When John Romero recruited Spector away from Looking Glass  -- most gamers would certainly agree this was one of Romero's smartest decisions as of late --Spector found himself in the ideal position to implement aspects of all his previous games, and the theories he's developed behind them, into "Deus Ex".  Primary to its design is his attempt to fully divorce computer role playing from its dice-and-paper analog:  "To my mind, if we CAN craft a believable physics simulation that lets players manipulate objects in direct believable ways, why would we ever want to introduce die rolls to determine the outcome of such object manipulation?  I tend to get a little doctrinaire about this, going from capability to obligation (i.e., if we CAN do something we MUST do it) but that's just me."

Along those lines, the world of "Deus Ex" is relentlessly immersive:  most objects are movable, usable, destroyable.  Rather than leaving success or failure to an arbitrary skill roll, or a computerized game master artificially pushing the story (and you) along, the Spector team has worked hard to give the player an enormous wealth of methods by which to accomplish a given task.

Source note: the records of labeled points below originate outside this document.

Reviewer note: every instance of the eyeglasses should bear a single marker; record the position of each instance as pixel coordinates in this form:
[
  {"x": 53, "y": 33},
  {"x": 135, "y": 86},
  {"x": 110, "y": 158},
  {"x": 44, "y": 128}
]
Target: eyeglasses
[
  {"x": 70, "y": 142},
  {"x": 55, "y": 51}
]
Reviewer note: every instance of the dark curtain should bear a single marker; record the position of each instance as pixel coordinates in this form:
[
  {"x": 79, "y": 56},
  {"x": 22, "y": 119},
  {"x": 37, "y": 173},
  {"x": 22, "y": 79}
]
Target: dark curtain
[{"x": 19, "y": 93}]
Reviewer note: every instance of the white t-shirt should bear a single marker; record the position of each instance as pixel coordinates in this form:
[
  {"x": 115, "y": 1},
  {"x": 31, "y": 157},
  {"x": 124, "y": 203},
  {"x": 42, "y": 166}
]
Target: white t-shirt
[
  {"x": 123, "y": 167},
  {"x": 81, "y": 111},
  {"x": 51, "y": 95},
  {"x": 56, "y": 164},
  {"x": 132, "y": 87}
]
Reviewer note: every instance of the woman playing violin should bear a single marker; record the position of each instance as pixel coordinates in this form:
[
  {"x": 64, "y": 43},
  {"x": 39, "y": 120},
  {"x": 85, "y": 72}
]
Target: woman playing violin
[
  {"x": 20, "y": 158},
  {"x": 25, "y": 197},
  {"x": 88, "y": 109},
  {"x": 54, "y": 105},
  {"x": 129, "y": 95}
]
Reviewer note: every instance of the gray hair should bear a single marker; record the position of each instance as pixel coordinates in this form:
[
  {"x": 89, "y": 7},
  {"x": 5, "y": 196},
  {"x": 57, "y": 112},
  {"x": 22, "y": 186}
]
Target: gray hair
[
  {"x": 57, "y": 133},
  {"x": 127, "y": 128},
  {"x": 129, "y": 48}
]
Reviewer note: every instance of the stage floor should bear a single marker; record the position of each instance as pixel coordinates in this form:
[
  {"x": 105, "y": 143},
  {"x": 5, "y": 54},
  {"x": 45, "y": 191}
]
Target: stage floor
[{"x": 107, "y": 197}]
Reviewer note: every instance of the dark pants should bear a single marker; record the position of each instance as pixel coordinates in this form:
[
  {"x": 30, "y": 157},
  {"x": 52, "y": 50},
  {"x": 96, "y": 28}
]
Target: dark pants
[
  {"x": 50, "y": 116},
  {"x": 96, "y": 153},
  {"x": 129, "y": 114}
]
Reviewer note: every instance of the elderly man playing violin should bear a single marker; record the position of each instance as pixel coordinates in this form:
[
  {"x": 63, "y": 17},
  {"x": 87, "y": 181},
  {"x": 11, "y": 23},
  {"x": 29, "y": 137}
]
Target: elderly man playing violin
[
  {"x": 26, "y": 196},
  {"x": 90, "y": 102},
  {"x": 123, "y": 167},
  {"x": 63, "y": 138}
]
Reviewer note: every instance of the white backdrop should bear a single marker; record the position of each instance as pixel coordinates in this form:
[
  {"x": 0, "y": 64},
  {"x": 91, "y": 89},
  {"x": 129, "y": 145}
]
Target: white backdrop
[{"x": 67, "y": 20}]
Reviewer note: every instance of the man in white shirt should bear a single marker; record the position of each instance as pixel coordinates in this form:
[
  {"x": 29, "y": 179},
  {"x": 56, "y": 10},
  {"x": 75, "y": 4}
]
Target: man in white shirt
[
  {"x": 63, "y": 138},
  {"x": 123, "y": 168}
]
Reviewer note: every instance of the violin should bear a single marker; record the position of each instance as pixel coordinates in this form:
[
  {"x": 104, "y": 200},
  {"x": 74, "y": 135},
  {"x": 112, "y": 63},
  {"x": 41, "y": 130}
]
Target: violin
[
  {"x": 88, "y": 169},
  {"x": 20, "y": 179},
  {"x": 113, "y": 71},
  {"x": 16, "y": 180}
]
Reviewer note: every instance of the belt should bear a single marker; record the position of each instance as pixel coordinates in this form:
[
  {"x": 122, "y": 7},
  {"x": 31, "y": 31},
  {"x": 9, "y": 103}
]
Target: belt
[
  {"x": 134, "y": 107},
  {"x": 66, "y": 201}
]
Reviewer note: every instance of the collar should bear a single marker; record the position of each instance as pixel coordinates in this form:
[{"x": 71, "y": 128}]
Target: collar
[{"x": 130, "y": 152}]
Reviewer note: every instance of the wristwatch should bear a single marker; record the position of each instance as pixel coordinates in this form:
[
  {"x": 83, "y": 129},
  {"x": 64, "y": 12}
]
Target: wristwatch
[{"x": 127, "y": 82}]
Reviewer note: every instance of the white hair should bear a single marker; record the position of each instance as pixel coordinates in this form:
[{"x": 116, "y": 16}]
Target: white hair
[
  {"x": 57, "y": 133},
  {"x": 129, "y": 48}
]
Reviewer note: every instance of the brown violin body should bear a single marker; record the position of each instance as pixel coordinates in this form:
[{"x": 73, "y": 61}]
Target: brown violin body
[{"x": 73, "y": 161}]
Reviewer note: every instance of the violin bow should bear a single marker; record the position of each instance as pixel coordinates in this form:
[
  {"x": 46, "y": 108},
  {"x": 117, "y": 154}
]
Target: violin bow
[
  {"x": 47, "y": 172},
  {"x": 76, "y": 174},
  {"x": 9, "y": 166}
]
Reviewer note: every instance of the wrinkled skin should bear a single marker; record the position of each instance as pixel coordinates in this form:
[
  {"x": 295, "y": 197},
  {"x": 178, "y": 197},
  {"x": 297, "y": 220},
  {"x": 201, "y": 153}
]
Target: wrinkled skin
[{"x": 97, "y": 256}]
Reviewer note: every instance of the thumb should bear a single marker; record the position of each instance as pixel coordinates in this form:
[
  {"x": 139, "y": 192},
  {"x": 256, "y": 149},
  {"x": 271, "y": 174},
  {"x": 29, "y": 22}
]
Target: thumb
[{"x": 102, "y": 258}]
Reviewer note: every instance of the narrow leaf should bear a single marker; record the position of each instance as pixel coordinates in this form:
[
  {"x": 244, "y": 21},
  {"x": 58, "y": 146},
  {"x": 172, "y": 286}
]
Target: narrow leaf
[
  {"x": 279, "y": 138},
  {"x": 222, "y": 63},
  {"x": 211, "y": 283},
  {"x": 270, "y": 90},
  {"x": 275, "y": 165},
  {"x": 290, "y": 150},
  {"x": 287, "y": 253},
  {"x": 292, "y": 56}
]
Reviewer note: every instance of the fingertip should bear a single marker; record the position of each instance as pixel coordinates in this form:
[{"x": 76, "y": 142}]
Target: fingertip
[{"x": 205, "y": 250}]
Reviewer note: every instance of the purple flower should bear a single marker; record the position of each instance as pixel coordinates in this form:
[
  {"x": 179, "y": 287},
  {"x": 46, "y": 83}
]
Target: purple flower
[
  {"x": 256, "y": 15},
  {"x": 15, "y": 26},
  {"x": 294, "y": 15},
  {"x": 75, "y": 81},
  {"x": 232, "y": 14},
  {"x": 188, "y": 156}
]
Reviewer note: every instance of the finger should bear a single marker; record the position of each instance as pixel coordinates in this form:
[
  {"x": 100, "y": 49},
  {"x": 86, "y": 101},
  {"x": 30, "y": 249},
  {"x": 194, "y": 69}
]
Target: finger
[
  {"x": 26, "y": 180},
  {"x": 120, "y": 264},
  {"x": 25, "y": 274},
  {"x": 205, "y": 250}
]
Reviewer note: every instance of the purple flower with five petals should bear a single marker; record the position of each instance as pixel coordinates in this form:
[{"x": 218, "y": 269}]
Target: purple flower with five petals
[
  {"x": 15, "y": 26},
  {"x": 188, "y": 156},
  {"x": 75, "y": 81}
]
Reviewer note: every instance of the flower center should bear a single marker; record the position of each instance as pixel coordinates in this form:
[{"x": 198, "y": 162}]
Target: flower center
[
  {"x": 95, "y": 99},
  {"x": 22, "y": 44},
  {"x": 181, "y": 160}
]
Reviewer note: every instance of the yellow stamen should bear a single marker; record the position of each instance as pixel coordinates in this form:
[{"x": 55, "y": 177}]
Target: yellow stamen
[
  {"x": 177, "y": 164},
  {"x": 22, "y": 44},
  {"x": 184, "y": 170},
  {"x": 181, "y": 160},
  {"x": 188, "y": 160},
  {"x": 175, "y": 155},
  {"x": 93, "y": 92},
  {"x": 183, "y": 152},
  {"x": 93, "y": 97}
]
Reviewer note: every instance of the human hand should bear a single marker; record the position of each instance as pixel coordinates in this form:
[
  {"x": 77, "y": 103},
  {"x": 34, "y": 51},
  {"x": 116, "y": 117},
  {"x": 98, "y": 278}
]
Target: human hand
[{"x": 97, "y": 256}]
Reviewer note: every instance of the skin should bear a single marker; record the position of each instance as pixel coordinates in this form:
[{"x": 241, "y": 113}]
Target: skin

"I just want to ask 'em to name a game that has MORE stuff you can play with."
- Warren Spector on reviews that say the Deus Ex world seems empty

"It's funny," muses Spector. "Some folks who've played the demo and some press guys who've played the full version of the game are saying some of our maps seem a little empty. I just want to ask 'em to name a game that has MORE stuff you can play with, more ways to get past every obstacle!"  By doing that, Spector suspects that they're just realizing how little interaction there is in most FPSs, beyond the usual intercourse of full-scale carnage, and the flushing toilets from "Duke Nukem 3D".  "It's almost as if we gave people so many more options than they're used to, a taste of the kind of freedom to explore and interact they crave, that they can see for the first time what they've been missing."